Gayle Dowell from Kansas on July 29, 2013:
Great tutorial on painting water drops. Artists have a way of "seeing" exactly what is there in reality. This is a great example of examining the subject and understanding what is seen and how to interpret that onto paper.
Gregory Moore from Louisville, KY on July 29, 2013:
I wish I had the talent to draw.

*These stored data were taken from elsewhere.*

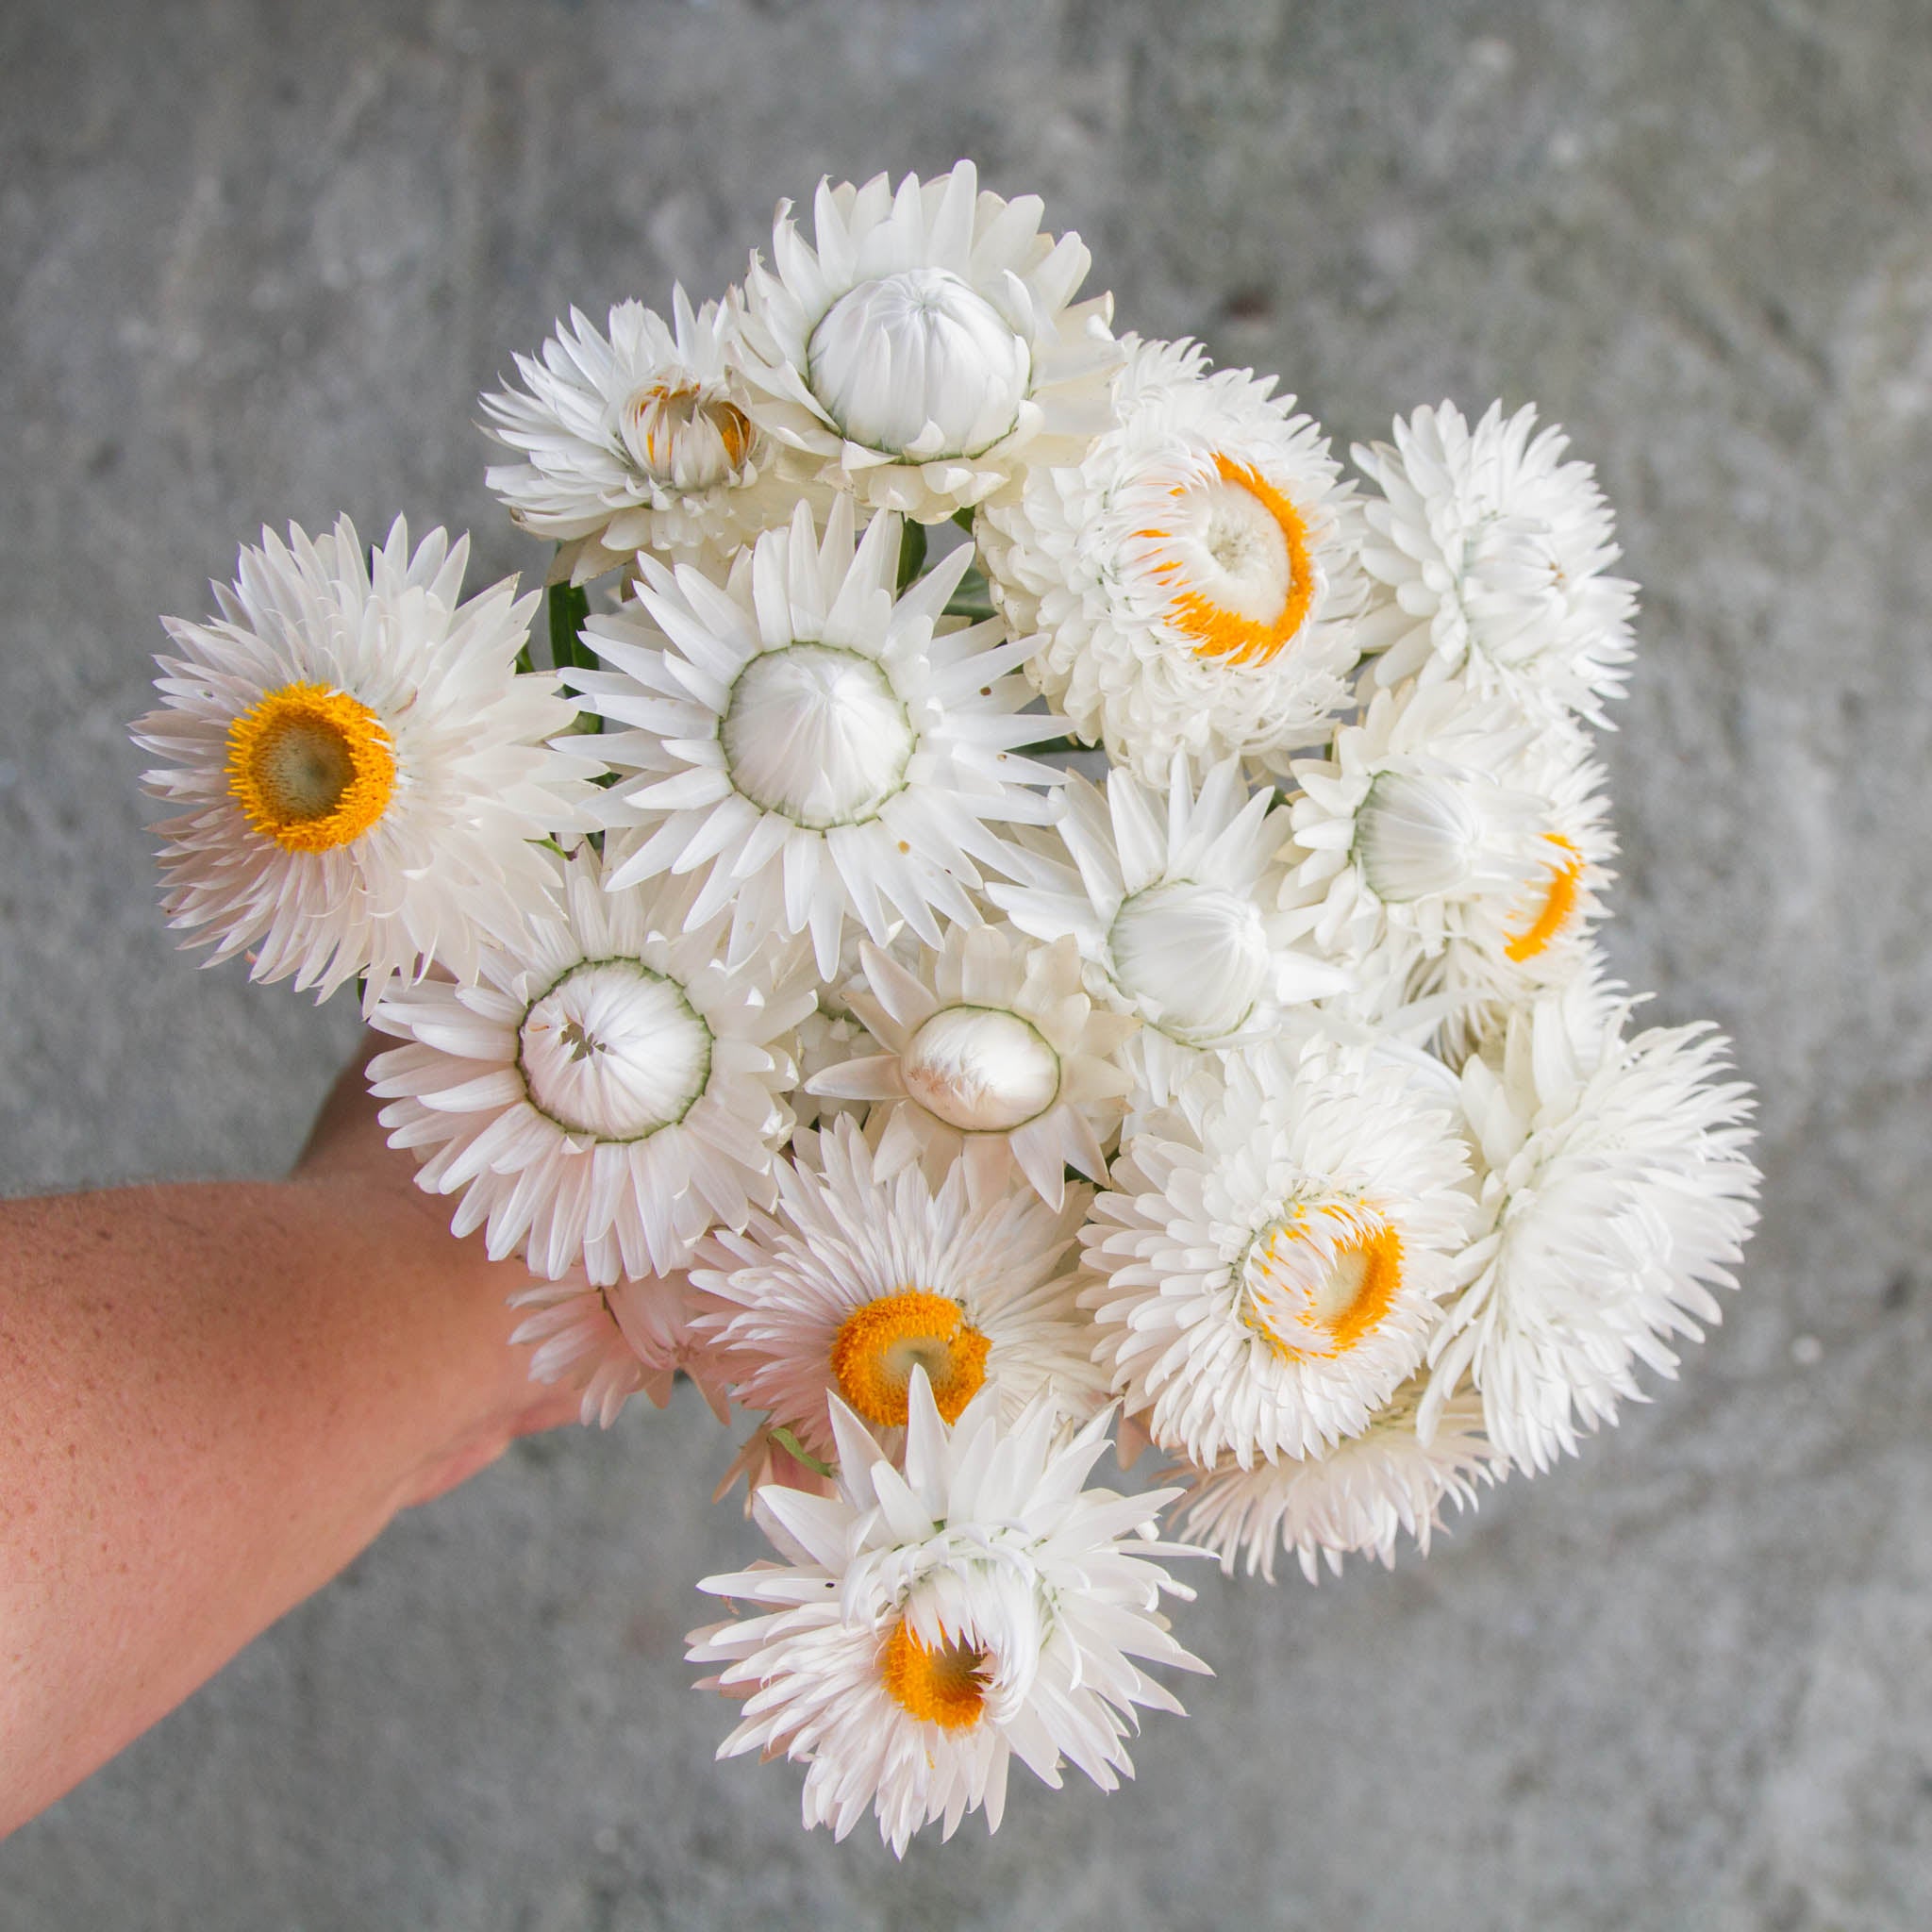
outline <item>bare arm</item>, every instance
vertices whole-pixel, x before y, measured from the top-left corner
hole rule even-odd
[[[0,1836],[575,1413],[412,1172],[358,1064],[286,1181],[0,1202]]]

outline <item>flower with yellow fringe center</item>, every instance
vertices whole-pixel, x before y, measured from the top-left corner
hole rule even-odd
[[[396,755],[367,705],[325,684],[285,684],[228,726],[228,790],[290,852],[331,852],[388,808]]]
[[[1161,1613],[1191,1593],[1161,1567],[1179,1552],[1147,1540],[1178,1492],[1083,1487],[1106,1417],[1070,1431],[1042,1398],[1003,1424],[989,1388],[949,1424],[923,1374],[908,1393],[903,1455],[834,1399],[836,1493],[756,1492],[784,1560],[707,1577],[737,1614],[690,1651],[743,1700],[720,1757],[803,1765],[807,1824],[870,1812],[897,1853],[969,1811],[997,1829],[1016,1757],[1113,1790],[1136,1707],[1180,1709],[1147,1666],[1206,1668]]]
[[[1069,1255],[1090,1189],[1057,1208],[1024,1189],[976,1200],[961,1162],[937,1187],[916,1164],[885,1174],[849,1117],[795,1138],[776,1215],[721,1230],[691,1275],[740,1403],[819,1457],[829,1405],[903,1428],[921,1374],[947,1422],[987,1388],[1008,1415],[1041,1392],[1068,1416],[1100,1407]]]
[[[1225,1057],[1129,1137],[1080,1230],[1095,1354],[1202,1470],[1312,1456],[1421,1366],[1474,1204],[1434,1082],[1366,1048]]]
[[[1143,783],[1174,753],[1283,768],[1348,703],[1368,580],[1340,467],[1291,397],[1130,340],[1114,424],[974,526],[1027,675]]]

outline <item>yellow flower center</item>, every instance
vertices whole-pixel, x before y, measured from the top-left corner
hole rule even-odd
[[[695,383],[647,383],[624,405],[621,432],[631,455],[664,482],[708,488],[744,466],[751,418]]]
[[[1340,1232],[1326,1249],[1319,1221]],[[1241,1319],[1289,1361],[1332,1361],[1381,1324],[1402,1289],[1402,1237],[1373,1208],[1296,1208],[1257,1236]]]
[[[228,726],[228,791],[290,852],[359,839],[389,808],[396,755],[367,705],[325,684],[285,684]]]
[[[1549,862],[1549,883],[1531,911],[1529,923],[1504,936],[1504,956],[1522,965],[1547,947],[1576,913],[1577,890],[1583,883],[1583,854],[1560,832],[1543,835],[1558,854]]]
[[[832,1379],[867,1422],[899,1428],[912,1371],[924,1369],[939,1412],[958,1422],[986,1380],[991,1346],[949,1296],[904,1289],[854,1308],[840,1324],[832,1341]]]
[[[879,1674],[902,1710],[947,1731],[970,1731],[986,1705],[986,1653],[954,1641],[928,1650],[907,1628],[892,1626],[879,1654]]]
[[[1174,587],[1167,621],[1193,639],[1195,656],[1265,664],[1301,629],[1314,599],[1308,526],[1252,464],[1217,453],[1214,468],[1215,480],[1175,490],[1183,501],[1174,529],[1138,534],[1173,546],[1154,575]]]

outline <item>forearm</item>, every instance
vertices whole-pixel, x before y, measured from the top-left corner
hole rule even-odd
[[[0,1832],[508,1439],[525,1277],[439,1221],[354,1169],[0,1203]]]

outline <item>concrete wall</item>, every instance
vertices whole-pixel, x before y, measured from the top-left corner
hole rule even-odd
[[[1338,438],[1535,398],[1645,587],[1618,968],[1762,1087],[1683,1379],[1426,1564],[1209,1580],[1126,1792],[895,1866],[719,1767],[693,1401],[392,1530],[0,1850],[0,1926],[1893,1927],[1932,1897],[1924,0],[283,0],[0,13],[0,1185],[272,1173],[353,1036],[154,908],[162,610],[264,522],[474,525],[571,303],[975,156],[1126,325]],[[479,575],[478,580],[481,580]]]

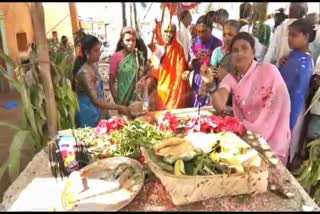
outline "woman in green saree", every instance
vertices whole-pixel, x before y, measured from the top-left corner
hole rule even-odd
[[[116,52],[110,60],[110,90],[114,101],[130,105],[138,99],[137,84],[143,79],[145,59],[137,50],[137,34],[131,27],[121,30]],[[117,84],[117,86],[116,86]]]

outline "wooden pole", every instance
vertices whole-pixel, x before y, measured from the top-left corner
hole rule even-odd
[[[135,2],[133,2],[132,4],[133,4],[133,13],[134,13],[134,23],[136,25],[136,31],[139,34],[140,33],[140,28],[139,28],[139,24],[138,24],[137,5],[136,5]]]
[[[162,27],[162,23],[163,23],[163,20],[164,20],[165,9],[166,9],[166,7],[163,5],[162,14],[161,14],[161,25],[160,25],[161,27]]]
[[[133,4],[132,2],[129,3],[130,4],[130,26],[133,27]]]
[[[78,16],[77,5],[75,2],[69,2],[69,12],[70,12],[70,19],[71,19],[73,44],[75,45],[76,44],[75,40],[77,38],[78,32],[80,31],[80,21]],[[74,48],[74,51],[77,56],[77,48]]]
[[[48,133],[49,138],[52,139],[57,133],[58,117],[50,73],[49,45],[46,38],[44,10],[41,2],[30,3],[30,7],[35,43],[37,44],[39,50],[39,74],[46,96]]]

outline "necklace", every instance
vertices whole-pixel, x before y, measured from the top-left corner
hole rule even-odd
[[[256,68],[258,67],[259,64],[260,64],[260,63],[257,63],[257,64],[256,64],[256,66],[254,67],[253,71],[256,70]],[[251,65],[250,65],[249,68],[247,69],[247,72],[248,72],[248,70],[250,69],[250,67],[251,67]],[[246,73],[247,73],[247,72],[246,72]],[[241,74],[240,71],[236,70],[236,79],[237,79],[237,81],[239,82],[239,81],[244,77],[244,75],[245,75],[246,73]]]

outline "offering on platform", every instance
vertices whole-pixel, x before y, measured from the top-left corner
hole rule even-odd
[[[130,158],[99,160],[72,172],[62,193],[62,205],[69,211],[117,211],[140,192],[144,172]]]

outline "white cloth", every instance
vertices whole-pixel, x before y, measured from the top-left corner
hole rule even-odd
[[[252,35],[252,29],[253,29],[253,26],[249,26],[249,25],[244,25],[241,29],[240,29],[240,32],[247,32],[247,33],[250,33]],[[255,54],[255,57],[257,59],[258,62],[262,62],[263,61],[263,58],[267,52],[267,49],[268,47],[261,44],[258,40],[258,38],[256,37],[253,37],[254,38],[254,43],[255,43],[255,50],[256,50],[256,54]]]
[[[282,57],[289,55],[291,49],[288,44],[288,27],[295,20],[286,19],[276,28],[264,57],[264,62],[278,65]]]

I can draw a pretty mean stick man, but past that a kindergartener can draw better than me.
Nancy Tate Hellams from Pendleton, SC on July 29, 2013:
Wow, this is great. Thanks for a great tutorial on how to draw a water drop. Loved the videos and your drawings.
DreyaB on July 29, 2013:
This is really great and the main video was fab. Thanks for sharing. :)
Julia Morais on July 29, 2013:
Wow...the drop of water really looks realistic. You make it sound so easy, yet I'm pretty sure I might screw it up...haha. Anyway, great lens.
Fay Favored from USA on July 28, 2013:
So cool. You did a great job showing us how to make a water drop. Congrats for making the front page also.
Mary Stephenson from California on July 28, 2013:
Thanks for sharing. It looks easy when you are shown. But it makes all the difference on how drawings turn out with all those fine details.